Several mansions are working, shaping and carving stone to be used in the reconstruction of the San Vidal church or the embellishment of a palazzo. The painting shows scenes of everyday life in Venice, Italy in the early morning. The sunlight is streaming in from the left side behind the viewer's east and a c*ck is crowing on a windowsill situated to the lower left side.
The largely domestic buildings are in poor repair, with normal Venetian flared chimney-pots. Potted plants are standing on several balconies and laundry is hanging from many windows. There is a woman who is drawing water from a well located in the campo next to a wooden shed. On one of the balconies positioned to the right, another woman is spinning thread with a distaff and drop spindle.
In front of the painting - to the left of the viewer - two children are playing. One kid is falling over and discharging urine involuntarily in surprise, while a woman lunges forward trying to catch him. There is a woman at a nearby balcony looking down.
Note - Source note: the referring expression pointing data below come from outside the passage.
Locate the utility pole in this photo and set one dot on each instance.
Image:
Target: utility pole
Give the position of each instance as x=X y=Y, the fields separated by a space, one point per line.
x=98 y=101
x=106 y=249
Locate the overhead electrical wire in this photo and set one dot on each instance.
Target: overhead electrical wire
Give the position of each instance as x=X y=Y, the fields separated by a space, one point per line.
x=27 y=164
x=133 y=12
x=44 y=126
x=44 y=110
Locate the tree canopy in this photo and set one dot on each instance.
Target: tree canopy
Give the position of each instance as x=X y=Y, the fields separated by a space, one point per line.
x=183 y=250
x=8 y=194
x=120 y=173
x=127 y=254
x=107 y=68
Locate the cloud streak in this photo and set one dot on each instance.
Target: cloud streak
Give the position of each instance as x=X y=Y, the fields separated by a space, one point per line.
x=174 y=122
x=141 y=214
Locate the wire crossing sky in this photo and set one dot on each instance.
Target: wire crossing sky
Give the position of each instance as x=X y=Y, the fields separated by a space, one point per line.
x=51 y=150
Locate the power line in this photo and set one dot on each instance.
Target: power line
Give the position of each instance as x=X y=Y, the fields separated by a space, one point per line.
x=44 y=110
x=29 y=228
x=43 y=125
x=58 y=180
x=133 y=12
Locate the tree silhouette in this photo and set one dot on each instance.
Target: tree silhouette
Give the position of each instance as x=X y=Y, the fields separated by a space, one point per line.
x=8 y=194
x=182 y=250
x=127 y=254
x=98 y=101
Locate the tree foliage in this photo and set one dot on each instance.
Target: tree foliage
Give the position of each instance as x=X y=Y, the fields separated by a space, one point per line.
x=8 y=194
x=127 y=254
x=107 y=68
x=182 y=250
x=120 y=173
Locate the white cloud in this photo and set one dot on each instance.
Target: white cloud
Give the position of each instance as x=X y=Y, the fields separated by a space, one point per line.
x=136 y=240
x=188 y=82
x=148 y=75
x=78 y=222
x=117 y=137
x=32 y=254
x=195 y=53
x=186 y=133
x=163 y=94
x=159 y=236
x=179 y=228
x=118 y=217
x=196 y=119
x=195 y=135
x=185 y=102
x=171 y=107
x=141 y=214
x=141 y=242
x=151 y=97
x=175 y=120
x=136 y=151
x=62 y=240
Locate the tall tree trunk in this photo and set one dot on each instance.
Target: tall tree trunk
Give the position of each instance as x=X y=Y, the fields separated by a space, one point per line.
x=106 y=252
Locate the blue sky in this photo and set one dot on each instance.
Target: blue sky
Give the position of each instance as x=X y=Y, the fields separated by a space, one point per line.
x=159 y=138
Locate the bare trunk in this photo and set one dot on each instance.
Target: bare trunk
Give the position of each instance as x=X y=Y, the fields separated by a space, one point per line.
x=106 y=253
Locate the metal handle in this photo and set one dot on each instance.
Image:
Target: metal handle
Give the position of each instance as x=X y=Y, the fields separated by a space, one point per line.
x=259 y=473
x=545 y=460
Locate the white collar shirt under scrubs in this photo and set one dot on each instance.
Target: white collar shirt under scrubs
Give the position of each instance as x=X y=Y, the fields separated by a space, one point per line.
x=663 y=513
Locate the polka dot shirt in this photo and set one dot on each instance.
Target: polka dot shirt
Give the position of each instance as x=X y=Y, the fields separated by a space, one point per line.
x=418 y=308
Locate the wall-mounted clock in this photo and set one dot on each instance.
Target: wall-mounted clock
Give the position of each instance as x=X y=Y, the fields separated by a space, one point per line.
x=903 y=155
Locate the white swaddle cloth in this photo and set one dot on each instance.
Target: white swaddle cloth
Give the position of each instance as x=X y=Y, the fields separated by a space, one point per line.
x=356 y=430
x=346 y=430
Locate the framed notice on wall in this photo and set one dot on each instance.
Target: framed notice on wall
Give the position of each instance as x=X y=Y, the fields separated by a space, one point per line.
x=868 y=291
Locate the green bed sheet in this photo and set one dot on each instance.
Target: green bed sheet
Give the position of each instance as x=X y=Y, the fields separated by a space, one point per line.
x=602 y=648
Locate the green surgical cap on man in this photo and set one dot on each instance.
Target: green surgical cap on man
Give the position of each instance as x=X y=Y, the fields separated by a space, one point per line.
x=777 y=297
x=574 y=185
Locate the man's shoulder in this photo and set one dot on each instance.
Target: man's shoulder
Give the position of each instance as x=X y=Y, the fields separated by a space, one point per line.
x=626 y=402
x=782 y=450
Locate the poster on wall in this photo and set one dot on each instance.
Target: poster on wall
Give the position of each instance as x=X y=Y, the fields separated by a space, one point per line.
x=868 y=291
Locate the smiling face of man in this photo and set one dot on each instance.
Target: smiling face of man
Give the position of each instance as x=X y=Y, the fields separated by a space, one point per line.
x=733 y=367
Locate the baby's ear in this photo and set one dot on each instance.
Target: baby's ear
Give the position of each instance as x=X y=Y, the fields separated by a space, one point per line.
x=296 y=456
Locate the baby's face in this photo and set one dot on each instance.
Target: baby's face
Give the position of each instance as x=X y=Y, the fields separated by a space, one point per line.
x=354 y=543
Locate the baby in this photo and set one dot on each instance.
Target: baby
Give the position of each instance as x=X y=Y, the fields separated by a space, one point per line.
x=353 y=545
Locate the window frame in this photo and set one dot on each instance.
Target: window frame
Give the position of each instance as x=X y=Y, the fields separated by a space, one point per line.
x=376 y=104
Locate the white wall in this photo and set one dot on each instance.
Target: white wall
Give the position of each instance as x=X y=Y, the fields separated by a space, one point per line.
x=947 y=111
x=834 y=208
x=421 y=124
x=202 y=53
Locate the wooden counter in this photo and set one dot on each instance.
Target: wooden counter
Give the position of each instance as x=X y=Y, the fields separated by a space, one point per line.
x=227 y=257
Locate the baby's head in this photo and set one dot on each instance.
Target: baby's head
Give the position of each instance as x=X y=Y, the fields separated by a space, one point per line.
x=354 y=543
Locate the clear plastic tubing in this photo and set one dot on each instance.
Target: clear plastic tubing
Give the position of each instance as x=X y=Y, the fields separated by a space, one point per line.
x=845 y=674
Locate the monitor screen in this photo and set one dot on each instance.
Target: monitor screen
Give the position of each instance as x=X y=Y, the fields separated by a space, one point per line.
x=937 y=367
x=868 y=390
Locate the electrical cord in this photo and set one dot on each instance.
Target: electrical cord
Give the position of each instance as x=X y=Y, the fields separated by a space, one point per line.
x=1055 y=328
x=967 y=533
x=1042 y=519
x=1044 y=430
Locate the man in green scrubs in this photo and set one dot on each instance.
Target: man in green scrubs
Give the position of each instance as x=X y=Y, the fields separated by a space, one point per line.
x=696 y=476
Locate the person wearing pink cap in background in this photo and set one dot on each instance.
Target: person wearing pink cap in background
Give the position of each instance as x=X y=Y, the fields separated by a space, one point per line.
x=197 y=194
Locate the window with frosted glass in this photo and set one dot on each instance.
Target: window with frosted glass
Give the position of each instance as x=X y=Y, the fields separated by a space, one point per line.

A gondola that has a canopied cabin is passing on the canal, with other gondolas moored on either bank. The side of Santa Maria della Carità, a medieval church reconstructed in the 1440s, is standing on the opposite of the Grand Canal bank, to the left side of the Scuola Grande della Carita facade.
In the distance, the tower of San Trovaso church is seen rising over the rooftops. The painting combines features of the artist's early, mature styles. For instance, in the use of 2 under colours. Amongst other pigments that Canaletto used in this painting were ochres, lead white and Naples yellow.